Many clients are still sitting on too much cash, much of which was withdrawn from the market in the spring when clients were decreasing risk. Advisors need to discourage clients who are tempted to wait on the investing that reinvesting is in their best interest by demonstrating to them the long-term cost of pulling money out of the market and educating them to how much upside they will likely miss if they wait until it is ‘safe’ to get back in, he said.

At the same time, the clients who are near or in retirement have to compensate for the current extremely low interest rates that are dragging down their fixed income investments, he said.

Educating the client to the year-end planning that is needed, to the tax implications of a Biden administration, and to the need to navigate the uncertainties ahead should be a top priority for advisors, Kim said.

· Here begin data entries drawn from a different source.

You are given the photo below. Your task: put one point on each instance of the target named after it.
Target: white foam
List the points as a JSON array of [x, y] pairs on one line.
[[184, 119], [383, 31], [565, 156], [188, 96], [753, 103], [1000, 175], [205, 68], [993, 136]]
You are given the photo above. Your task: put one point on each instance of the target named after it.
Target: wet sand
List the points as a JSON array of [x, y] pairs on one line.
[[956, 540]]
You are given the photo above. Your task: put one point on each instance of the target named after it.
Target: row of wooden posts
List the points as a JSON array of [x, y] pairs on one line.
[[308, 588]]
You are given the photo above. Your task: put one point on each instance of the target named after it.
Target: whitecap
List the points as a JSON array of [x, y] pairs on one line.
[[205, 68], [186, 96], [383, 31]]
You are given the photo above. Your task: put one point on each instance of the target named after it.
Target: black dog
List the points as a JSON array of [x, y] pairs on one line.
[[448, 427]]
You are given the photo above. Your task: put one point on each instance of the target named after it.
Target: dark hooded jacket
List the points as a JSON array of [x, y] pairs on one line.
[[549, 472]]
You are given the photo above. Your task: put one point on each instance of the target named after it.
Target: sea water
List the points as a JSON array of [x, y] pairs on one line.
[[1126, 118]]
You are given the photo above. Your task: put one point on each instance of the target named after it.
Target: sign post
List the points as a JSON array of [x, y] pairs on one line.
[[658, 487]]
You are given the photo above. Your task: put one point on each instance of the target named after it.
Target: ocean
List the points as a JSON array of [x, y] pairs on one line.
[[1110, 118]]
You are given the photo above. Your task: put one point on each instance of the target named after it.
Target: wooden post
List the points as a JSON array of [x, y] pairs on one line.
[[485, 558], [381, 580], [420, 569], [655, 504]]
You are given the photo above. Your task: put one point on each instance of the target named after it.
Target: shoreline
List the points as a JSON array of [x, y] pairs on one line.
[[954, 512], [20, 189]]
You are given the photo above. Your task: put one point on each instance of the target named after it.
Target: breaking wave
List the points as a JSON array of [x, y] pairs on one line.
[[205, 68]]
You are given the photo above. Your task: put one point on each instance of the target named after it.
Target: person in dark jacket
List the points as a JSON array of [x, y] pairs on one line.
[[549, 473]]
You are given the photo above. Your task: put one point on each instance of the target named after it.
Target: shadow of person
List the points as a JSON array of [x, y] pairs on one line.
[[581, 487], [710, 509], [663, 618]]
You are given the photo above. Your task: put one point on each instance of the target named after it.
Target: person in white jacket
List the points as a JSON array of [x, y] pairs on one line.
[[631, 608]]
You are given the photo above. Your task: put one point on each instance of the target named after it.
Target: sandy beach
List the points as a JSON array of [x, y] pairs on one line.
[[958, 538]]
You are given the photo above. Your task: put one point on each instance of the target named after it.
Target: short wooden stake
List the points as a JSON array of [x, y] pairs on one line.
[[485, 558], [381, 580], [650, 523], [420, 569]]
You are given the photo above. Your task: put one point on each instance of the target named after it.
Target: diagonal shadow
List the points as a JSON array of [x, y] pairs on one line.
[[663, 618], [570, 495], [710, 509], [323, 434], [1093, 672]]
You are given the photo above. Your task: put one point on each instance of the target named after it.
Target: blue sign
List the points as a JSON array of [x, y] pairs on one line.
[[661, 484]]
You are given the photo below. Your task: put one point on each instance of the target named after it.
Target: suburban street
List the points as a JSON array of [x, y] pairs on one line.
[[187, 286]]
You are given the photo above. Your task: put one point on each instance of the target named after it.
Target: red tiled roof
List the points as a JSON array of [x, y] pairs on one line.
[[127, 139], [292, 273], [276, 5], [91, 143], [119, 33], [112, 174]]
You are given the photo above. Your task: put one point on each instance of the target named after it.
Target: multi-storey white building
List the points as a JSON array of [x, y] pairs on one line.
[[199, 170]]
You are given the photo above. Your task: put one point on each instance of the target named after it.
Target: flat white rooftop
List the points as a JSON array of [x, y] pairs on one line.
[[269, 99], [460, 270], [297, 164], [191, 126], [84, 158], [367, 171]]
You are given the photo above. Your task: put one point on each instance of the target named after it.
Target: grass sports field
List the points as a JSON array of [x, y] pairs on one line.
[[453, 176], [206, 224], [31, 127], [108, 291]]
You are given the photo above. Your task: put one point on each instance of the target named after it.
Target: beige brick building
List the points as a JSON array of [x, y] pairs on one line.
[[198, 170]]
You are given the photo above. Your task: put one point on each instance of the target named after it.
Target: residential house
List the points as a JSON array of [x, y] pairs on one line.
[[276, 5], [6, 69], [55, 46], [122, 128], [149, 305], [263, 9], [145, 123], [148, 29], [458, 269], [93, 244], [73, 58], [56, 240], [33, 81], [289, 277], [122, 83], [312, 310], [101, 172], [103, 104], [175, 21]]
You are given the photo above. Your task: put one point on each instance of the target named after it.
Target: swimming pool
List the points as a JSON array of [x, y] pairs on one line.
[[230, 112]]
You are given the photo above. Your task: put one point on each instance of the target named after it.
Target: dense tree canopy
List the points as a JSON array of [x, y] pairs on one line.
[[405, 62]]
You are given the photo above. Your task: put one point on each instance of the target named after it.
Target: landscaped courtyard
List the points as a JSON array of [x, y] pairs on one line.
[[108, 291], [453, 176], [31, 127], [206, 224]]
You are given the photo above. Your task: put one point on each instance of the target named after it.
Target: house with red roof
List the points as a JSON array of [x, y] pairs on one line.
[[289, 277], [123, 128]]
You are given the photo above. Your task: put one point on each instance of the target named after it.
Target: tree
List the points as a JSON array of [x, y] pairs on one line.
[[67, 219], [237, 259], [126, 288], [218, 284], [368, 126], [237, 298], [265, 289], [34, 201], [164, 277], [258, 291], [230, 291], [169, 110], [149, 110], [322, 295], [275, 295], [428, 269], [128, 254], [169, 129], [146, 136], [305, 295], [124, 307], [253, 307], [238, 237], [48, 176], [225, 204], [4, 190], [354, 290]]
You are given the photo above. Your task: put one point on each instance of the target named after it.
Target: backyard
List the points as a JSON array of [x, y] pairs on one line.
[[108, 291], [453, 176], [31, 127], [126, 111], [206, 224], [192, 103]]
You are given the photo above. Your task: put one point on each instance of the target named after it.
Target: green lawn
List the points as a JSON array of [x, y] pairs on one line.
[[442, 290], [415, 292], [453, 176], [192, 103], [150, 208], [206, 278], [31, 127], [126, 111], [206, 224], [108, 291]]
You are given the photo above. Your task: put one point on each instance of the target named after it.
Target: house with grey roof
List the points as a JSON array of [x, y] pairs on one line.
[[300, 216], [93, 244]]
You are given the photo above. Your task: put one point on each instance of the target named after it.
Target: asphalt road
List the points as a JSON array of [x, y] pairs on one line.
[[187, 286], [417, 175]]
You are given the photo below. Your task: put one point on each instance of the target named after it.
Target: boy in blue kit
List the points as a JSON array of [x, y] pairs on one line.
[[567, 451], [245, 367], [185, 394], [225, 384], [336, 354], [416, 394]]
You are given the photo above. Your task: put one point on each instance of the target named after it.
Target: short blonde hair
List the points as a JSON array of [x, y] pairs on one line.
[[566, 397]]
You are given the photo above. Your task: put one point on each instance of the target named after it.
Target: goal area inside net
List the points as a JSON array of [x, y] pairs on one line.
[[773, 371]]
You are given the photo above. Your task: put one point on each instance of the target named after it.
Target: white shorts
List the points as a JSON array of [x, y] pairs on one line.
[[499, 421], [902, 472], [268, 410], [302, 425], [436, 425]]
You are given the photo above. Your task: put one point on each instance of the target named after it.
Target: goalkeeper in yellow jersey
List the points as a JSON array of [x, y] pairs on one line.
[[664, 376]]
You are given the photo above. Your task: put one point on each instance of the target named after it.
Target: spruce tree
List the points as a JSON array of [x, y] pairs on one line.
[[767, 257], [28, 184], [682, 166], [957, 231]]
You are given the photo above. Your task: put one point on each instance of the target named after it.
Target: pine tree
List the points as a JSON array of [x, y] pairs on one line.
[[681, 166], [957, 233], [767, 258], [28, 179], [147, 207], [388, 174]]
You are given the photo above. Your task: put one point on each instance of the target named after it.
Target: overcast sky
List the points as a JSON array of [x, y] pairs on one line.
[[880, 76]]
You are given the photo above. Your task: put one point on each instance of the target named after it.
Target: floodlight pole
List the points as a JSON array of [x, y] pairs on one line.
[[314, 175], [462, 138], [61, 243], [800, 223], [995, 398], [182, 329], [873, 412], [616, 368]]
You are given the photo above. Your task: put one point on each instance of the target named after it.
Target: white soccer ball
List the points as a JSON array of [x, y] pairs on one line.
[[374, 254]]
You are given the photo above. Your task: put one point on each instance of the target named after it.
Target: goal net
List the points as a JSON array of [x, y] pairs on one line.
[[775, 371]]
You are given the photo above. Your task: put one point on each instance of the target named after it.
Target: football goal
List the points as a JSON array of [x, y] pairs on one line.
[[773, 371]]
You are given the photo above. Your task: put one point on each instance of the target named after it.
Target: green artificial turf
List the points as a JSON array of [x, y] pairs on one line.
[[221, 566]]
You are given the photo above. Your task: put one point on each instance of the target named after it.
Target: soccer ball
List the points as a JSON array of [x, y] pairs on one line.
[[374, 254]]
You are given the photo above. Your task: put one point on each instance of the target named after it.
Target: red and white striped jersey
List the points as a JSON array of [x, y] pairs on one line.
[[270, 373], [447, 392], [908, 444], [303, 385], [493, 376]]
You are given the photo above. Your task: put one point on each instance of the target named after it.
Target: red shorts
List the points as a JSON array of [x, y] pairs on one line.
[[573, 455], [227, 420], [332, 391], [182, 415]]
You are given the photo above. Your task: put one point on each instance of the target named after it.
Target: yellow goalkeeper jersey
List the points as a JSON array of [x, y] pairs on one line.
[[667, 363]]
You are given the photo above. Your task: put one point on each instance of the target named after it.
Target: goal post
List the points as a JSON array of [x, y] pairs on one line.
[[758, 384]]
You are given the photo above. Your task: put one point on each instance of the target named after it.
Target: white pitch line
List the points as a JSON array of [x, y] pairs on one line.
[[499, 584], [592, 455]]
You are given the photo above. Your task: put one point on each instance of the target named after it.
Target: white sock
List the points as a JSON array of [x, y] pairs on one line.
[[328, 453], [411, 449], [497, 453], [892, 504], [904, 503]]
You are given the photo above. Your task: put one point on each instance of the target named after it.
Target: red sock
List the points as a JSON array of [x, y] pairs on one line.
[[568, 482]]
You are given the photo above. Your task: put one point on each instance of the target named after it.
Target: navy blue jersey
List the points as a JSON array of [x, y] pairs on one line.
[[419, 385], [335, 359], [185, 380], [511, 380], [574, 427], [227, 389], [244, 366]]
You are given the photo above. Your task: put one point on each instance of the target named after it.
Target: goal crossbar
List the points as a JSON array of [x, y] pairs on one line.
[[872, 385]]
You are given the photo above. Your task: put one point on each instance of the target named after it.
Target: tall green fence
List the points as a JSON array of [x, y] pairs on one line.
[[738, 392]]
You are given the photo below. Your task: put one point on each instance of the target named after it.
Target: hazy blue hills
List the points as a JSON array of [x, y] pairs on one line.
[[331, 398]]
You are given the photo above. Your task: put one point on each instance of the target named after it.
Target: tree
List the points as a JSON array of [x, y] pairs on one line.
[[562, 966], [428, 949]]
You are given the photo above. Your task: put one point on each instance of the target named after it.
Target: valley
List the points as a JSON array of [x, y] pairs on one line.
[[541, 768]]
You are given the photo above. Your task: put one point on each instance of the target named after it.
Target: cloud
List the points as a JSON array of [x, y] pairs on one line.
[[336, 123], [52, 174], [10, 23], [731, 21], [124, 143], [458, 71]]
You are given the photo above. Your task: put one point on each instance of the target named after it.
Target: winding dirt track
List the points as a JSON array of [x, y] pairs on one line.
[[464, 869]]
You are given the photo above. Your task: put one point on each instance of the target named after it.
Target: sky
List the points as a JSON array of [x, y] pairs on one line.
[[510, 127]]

“Equities are still the best source of returns over the long-term. Helping their clients stay invested or re-invest builds a bond between the client and advisor,” he added. “Financial advisors should be looking at current asset allocations to see if any rebalancing is needed and to see if any tax loss harvesting or other strategies are advisable.” The current uncertainty and upcoming tax implications of the election will mean different things for the client who is a business owner and the individual, he said.

“AssetMark recently surveyed 2,100 investors and more than half said they want more education” about the markets, the economy and their portfolios, Kim said. “That tells us education should be a top priority for advisors.”

In the next two months, Kim said advisors should set several priorities. They need to do what they can to keep investors focused on the long-term amid a contested election, rising COVID numbers and overall volatility.

They should schedule meetings with their clients’ CPAs and legal experts to explore the tax and estate planning implications of a Biden Administration for small businesses, business owners and high net worth individuals while factoring in the effects of another stimulus package.

Advisors should “reconsider the 60/40 stock/bond portfolio allocation that had been an investment strategy mainstay for decades, but is now delivering diminished returns, and look at ways to provide diversification, risk adjustment and new sources of income,” Kim said.